The Department of Specialty Courts launched Kentucky’s first VTC in Jefferson County in 2012 and now also has programs in Christian, Fayette and Hardin counties. In addition, the Northern Kentucky VTC serves Boone, Campbell and Kenton counties.
Eligible participants volunteer to participate in the program. They may have had an honorable discharge and do not have to qualify for services through the Veteran Benefits Administration to be eligible for VTC.
VTC combines the principles used in Drug Court and Mental Health Court to help veterans achieve stable mental health and recover from substance use disorder. The program provides court-supervised treatment as an alternative to incarceration and supports veterans with services to address the issues that contributed to their criminal behavior. These services include treatment for substance use disorder and/or mental health, connection to benefits, and help with housing, employment and education. Camaraderie with fellow veterans is also an important part of the program and volunteer mentors meet with the veterans to provide encouragement.
It takes approximately 18 months to two years to complete the VTC program, depending on the level of services needed and the progress made by the veteran. Veterans who successfully complete the program may have their charges dismissed through diversion or be granted conditional discharge through probation.
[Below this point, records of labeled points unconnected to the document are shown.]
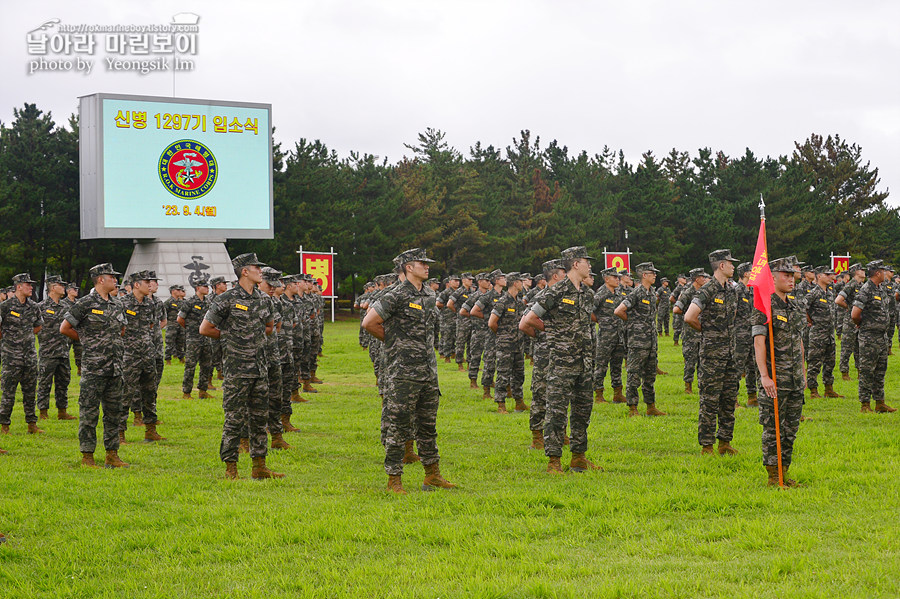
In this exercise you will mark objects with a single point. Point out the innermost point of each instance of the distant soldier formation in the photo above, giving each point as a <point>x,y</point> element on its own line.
<point>263,338</point>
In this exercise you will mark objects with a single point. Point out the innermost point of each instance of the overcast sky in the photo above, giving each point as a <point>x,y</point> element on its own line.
<point>637,76</point>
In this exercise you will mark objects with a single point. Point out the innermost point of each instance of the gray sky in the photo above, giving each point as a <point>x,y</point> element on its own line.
<point>636,76</point>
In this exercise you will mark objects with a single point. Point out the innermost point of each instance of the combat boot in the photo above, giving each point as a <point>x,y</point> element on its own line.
<point>652,411</point>
<point>434,480</point>
<point>395,485</point>
<point>883,408</point>
<point>554,466</point>
<point>580,463</point>
<point>113,461</point>
<point>725,448</point>
<point>286,424</point>
<point>260,471</point>
<point>151,435</point>
<point>830,392</point>
<point>409,454</point>
<point>278,442</point>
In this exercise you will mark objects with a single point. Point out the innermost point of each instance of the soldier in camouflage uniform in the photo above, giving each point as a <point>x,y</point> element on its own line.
<point>198,349</point>
<point>690,339</point>
<point>677,317</point>
<point>174,332</point>
<point>564,313</point>
<point>139,374</point>
<point>20,321</point>
<point>402,318</point>
<point>820,315</point>
<point>787,329</point>
<point>98,320</point>
<point>610,347</point>
<point>849,340</point>
<point>664,307</point>
<point>870,313</point>
<point>713,311</point>
<point>53,360</point>
<point>553,272</point>
<point>508,346</point>
<point>241,317</point>
<point>638,310</point>
<point>482,309</point>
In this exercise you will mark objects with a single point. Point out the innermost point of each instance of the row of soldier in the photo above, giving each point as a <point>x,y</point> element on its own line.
<point>483,316</point>
<point>120,355</point>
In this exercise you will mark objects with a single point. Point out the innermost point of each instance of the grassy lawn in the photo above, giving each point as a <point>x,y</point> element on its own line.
<point>659,522</point>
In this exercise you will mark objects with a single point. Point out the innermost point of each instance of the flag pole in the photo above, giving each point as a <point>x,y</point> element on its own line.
<point>762,215</point>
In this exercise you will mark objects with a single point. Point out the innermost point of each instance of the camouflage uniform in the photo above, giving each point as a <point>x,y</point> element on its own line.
<point>54,356</point>
<point>198,348</point>
<point>509,349</point>
<point>719,376</point>
<point>566,313</point>
<point>787,328</point>
<point>242,319</point>
<point>99,324</point>
<point>413,395</point>
<point>17,324</point>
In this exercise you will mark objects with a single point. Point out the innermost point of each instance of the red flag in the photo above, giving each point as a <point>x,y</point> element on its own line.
<point>760,275</point>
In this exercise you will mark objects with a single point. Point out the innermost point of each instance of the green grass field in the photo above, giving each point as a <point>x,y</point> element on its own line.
<point>659,522</point>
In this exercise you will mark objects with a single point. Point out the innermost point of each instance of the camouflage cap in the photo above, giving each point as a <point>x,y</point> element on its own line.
<point>103,269</point>
<point>575,253</point>
<point>646,267</point>
<point>413,255</point>
<point>246,260</point>
<point>719,255</point>
<point>783,264</point>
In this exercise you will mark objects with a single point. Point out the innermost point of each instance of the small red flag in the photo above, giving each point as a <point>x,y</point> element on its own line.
<point>760,275</point>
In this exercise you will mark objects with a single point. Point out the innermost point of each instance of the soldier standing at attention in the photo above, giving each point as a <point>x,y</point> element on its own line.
<point>820,316</point>
<point>690,340</point>
<point>713,312</point>
<point>510,358</point>
<point>870,314</point>
<point>567,308</point>
<point>98,321</point>
<point>638,310</point>
<point>610,337</point>
<point>197,346</point>
<point>787,329</point>
<point>53,359</point>
<point>241,318</point>
<point>402,319</point>
<point>139,374</point>
<point>20,321</point>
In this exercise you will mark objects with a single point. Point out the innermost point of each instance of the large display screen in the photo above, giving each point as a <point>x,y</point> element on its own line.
<point>175,168</point>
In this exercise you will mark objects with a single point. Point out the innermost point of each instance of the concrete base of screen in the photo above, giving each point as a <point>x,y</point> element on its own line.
<point>180,262</point>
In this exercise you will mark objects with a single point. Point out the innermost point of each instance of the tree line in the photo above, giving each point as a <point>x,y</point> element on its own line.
<point>510,208</point>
VTC programs are implemented and guided by teams of judges, Drug Court staff, veterans’ agencies, mental health and substance use disorder treatment providers, law enforcement, the legal community and community members. Team members identify veterans’ needs and connect them with services. VTC teams receive training on the state level and seek training through the Veterans Treatment Court Planning Initiative of the National Drug Court Institute. Judges volunteer their time to the program.
The Department of Specialty Courts receives federal grants from the Bureau of Justice Assistance. The funding provides treatment and support services to veterans and employs case managers who work closely with Drug Court, the Veterans Health Administration and other community partners to help veterans involved with the criminal justice system.
Veterans who are interested in being considered for VTC can be referred by a judge, prosecutor, defense attorney, probation officer, pretrial officer, Veterans Justice Outreach coordinator or a VTC team member.